Presentation on theme: "Parapsychology & Bereavement and Grief. I. Pseudo Psychology: a subcategory of pseudoscience; material that does not adhere to the standards of psychology."— Presentation transcript:
Parapsychology & Bereavement and Grief
I. Pseudo Psychology: a subcategory of pseudoscience; material that does not adhere to the standards of psychology as a formal scientific, academic, or practice-based discipline (a.k.a. “fake” psychology). A. Parapsychologists: people who study paranormal (i.e. supernatural) phenomena, including psychic abilities; a subcategory of pseudo psychologists.
B. Common areas of interest among Parapsychologists include… 1) Telepathy: reading minds or communicating with another’s mind. 2) Precognition: foretelling the future. 3) Extrasensory Perception (ESP): sensing the world by means other than the 5 senses. 4) Psychokinesis: moving objects solely with one’s mind. 5) Communication with the Dead 6) Communication with Aliens from other Dimensions or Outer Space 7) Near-Death Experiences 8) Apparitional Experiences (a.k.a. ghost encounters) 9) Doppelgänger Experiences: a paranormal double of a living person, typically representing evil or misfortune. Seeing one's own doppelgänger is an omen of one’s impending death.
C. Electronic Voice Phenomena: electronically generated noises that resemble speech, but are not the result of intentional voice recordings or renderings. Common sources of EVP include static, stray radio transmissions, and background noise. D. Auditory Pareidolia: a situation created when the brain incorrectly interprets random patterns of noise as being familiar patterns of noise, such as voices. E. Psychics: people who profess an ability to perceive information hidden from the normal senses through extrasensory perception (ESP), or who are said by others to have such abilities. F. Financial or Material Exploitation: illegal or improper use of someone’s funds, property, or assets.
II. Bereavement and Grief A. Bereavement: loss, due to the death of someone to whom one feels close and the process of adjustment to the loss. B. Grief: an emotional response experienced in the early phases of bereavement. C. Losing a Child A parent is rarely prepared for this loss. Generally feels like a cruel and unnatural shock. Parents may feel they have failed the child & thus guilty. If marriage is strong, the loss may draw a couple closer. If marriage is weak, the loss may tear the couple apart.
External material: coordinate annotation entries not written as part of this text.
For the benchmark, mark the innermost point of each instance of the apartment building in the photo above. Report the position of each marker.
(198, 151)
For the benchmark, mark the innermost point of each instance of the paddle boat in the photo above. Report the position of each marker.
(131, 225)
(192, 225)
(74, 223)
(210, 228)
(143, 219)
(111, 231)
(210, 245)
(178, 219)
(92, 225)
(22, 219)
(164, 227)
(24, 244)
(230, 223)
D. Grief Work: common pattern of working out of psychological issues connected with grief, in which the bereaved person accepts the loss, releases the bond with the deceased, and rebuilds a life without that person. E. The Three Stages of Grief Work 1) Shock and Disbelief 2) Preoccupation with the memory of the dead person. 3) Resolution F. Patterns of Grieving 1) Commonly Expected Pattern: grief pattern in which the mourner goes from high to low distress. 2) Chronic Grief: grief pattern in which the mourner remains distressed for an unusually long time and may impact the mourner’s long term psychological and physical health.
G. Grief Therapy: treatment to help the bereaved cope with their loss. I. Kűbler-Ross’s Five Stages of Coming to Terms with Death 1) Denial: This can’t be happening to me or to my loved one! 2) Anger: Why me or my loved one?! 3) Bargaining for extra time If only I can… I won’t ask for anything else. 4) Depression 5) Acceptance H. Ambiguous Loss: a loss that is not clearly defined or does not bring closure.
J. Suicide Women are more likely to consider suicide. Men are more likely to successfully commit suicide. This is at least partially due to the fact that men are more likely to use guns, while women are more likely to ingest substances, such as sleeping pills.